The world seems to be a pretty divisive place right now. Post-Brexit and perhaps pre-Trump, we’re living in the most turbulent of times, certainly since I’ve been alive. As society seems to become increasingly divided, with many people retreating into the safety of the known and rejecting the unfamiliar, for me, the hospitality industry is sending out a beacon of hope, cohesion and community. 

 

Let me explain. We’ve been doing a lot of research at Hop HQ on prejudice, how we become prejudiced and how we can overcome it. Race, immigration and religious beliefs are all volatile topics at the moment, spurred on by politicians, news groups and social media. 

 

We are heavily influenced not just by what we read and see, but by who we hang around with, who we care about and who we work with. The most deep-rooted prejudices, and the hardest to break down, are the ones we inherit from our parents. 

 

If there was less prejudice in the world I have no doubt it would be a better place. So what is the best way to get rid of it, even in the most deep-rooted cases?

 

So there’s been lots of studies and on this and many different approaches to diffuse or change someone's prejudice. One was training courses, week long workshops, educating people about other cultures to make them seem more human and develop empathy and understanding. Initially the students did feel less prejudiced but shortly after the courses the old feeling returned. However the most successful trial was when individuals from different backgrounds had to work together towards a joint goal. 

 

The sharing of skills, and cohesion needed to complete the task, removed the prejudice and permanently altered the attitudes towards one another for the better. 

 

So if we want to reduce the amount of prejudice knocking around at the moment we need to bring people together and get them to work towards a common goal. 
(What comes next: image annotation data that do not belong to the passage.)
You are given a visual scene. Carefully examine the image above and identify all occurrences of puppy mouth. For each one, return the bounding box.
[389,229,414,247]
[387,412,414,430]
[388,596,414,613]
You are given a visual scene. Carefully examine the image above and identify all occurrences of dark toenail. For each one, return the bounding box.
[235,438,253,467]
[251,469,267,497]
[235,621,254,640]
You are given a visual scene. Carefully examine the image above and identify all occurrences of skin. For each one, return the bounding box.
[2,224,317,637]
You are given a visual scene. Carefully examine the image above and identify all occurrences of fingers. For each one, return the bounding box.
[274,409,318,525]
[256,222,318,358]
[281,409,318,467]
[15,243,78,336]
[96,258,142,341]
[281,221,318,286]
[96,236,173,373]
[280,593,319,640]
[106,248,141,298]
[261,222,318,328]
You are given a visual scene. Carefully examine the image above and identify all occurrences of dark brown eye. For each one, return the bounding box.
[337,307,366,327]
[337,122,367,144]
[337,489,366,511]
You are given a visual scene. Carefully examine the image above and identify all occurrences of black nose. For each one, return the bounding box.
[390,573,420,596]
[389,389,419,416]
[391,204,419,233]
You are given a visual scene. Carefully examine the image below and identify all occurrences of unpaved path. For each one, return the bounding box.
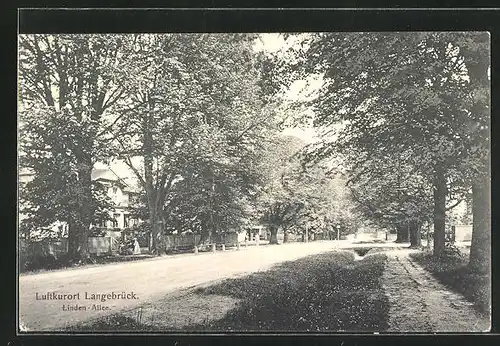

Diversity really is something we should be proud of in our industry, it should be celebrated.

That’s exactly what a good restaurant does. The last restaurant we opened had, Polish, Spanish, Italian, Nepalese, British, French, Turkish, Indian, Moroccan, Dutch, Saudi, Sri Lankan and Syrian employees. You can’t get more cohesive than that. I’ve learnt so much from all the different cultures I have been fortunate enough to work with over the years. Diversity really is something we should be proud of in our industry, it should be celebrated.  I’ve always thought the world would be a more empathetic and understanding place if everyone had to work in a restaurant for a year, perhaps now more than ever. 

 

Get Trump on pot wash for a month and let’s see how his attitudes would change.